La Commissione

Introduzione – Dalla comunicazione al cuore del comando

Dopo aver esplorato il potere delle parole, delle narrazioni e dei media nel capitolo precedente, ci addentriamo ora in uno degli organi meno visibili ma più determinanti nella struttura della mafia: la Commissione. Questo organismo, noto anche come “Cupola”, rappresenta il livello più alto del coordinamento strategico delle cosche, un’istituzione parallela che ha gestito per decenni decisioni cruciali per la vita interna e per le relazioni esterne delle organizzazioni mafiose.

Nel capitolo 13 abbiamo visto come la mafia abbia imparato a governare il consenso e a manipolare la comunicazione. Il passaggio al capitolo 14 ci porta a indagare il luogo dove si decidono i destini delle alleanze, delle guerre di mafia, dei rapporti con lo Stato. La Commissione è la sede della razionalità criminale, un parlamento dell’illegalità dove si intrecciano potere, gerarchie e strategie globali.

In questo nuovo articolo analizzeremo le origini, l’evoluzione e il ruolo attuale della Commissione mafiosa, mettendo in luce le sue trasformazioni nel tempo, la sua funzione decisionale e il modo in cui essa continua a operare, spesso nell’ombra, ben oltre i confini della Sicilia.

Scopriremo:

  • Come nacque e si consolidò la Commissione mafiosa;
  • Chi ne faceva parte e con quali regole venivano prese le decisioni;
  • Il suo ruolo nei grandi eventi della storia italiana contemporanea;
  • Le mutazioni recenti e la sua esistenza negli assetti attuali della criminalità organizzata.
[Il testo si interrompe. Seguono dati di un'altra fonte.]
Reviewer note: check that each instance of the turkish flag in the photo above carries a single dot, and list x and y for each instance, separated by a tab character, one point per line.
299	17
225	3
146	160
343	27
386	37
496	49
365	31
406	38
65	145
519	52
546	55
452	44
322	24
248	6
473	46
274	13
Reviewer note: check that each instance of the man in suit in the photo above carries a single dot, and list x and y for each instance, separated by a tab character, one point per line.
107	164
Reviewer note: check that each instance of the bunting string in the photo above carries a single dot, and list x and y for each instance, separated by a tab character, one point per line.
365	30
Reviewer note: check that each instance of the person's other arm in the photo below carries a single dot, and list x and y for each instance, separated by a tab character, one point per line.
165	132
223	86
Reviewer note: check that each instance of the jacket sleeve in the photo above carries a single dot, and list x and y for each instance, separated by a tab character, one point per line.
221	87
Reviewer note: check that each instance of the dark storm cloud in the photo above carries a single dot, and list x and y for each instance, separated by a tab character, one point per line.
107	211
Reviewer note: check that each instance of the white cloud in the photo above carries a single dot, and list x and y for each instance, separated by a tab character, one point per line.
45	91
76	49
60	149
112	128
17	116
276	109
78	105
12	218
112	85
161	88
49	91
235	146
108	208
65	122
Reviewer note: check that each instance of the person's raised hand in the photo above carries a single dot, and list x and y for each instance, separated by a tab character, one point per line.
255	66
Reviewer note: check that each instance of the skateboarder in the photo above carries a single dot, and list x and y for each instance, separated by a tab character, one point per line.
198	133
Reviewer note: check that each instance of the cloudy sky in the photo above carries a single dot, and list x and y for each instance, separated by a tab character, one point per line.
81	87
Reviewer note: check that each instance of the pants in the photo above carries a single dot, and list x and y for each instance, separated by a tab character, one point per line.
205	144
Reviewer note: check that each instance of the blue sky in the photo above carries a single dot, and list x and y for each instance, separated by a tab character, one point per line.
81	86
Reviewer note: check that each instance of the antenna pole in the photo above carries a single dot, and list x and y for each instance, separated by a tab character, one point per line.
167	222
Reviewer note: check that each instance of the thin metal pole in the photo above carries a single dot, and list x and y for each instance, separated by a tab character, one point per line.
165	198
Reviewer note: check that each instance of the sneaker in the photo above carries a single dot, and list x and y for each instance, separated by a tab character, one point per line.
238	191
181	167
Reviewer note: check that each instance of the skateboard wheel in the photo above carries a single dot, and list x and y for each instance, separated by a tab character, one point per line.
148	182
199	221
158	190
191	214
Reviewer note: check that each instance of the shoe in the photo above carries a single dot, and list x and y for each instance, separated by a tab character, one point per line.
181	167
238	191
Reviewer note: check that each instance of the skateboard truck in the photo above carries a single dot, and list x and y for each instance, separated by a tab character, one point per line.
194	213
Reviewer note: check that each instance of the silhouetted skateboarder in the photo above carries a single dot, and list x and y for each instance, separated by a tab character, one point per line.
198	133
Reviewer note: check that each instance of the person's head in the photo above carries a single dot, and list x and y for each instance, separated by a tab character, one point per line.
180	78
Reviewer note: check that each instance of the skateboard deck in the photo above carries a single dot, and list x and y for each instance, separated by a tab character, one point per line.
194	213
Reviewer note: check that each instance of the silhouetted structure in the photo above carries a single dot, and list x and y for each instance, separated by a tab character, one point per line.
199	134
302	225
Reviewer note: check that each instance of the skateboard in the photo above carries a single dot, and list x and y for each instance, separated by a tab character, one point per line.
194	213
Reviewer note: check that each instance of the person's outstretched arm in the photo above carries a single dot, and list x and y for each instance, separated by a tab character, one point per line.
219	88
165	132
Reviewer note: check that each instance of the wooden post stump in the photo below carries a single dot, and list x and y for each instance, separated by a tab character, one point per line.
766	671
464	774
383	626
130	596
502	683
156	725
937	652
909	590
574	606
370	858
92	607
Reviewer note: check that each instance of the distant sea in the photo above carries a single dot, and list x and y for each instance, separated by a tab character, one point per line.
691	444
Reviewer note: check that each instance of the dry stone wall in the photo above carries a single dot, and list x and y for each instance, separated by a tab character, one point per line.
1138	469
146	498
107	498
14.1 – Un’idea di comando centralizzato

La nascita della Commissione, o “Cupola”, segna una svolta strutturale nel modo in cui Cosa Nostra esercita il potere. Se in passato ogni famiglia agiva con una certa autonomia territoriale, le tensioni, le faide e l’espansione dei traffici internazionali richiesero un organismo capace di dirimere conflitti e coordinare le strategie a livello provinciale. La prima Commissione provinciale venne quindi istituita tra il 12 e il 16 ottobre 1957, nel celebre summit al Grand Hotel et des Palmes di Palermo, dove boss siciliani e italo-americani – inclusi Lucky Luciano e Joseph Bonanno – concordarono la creazione di una struttura formale di comando utilizzando il modello statunitense.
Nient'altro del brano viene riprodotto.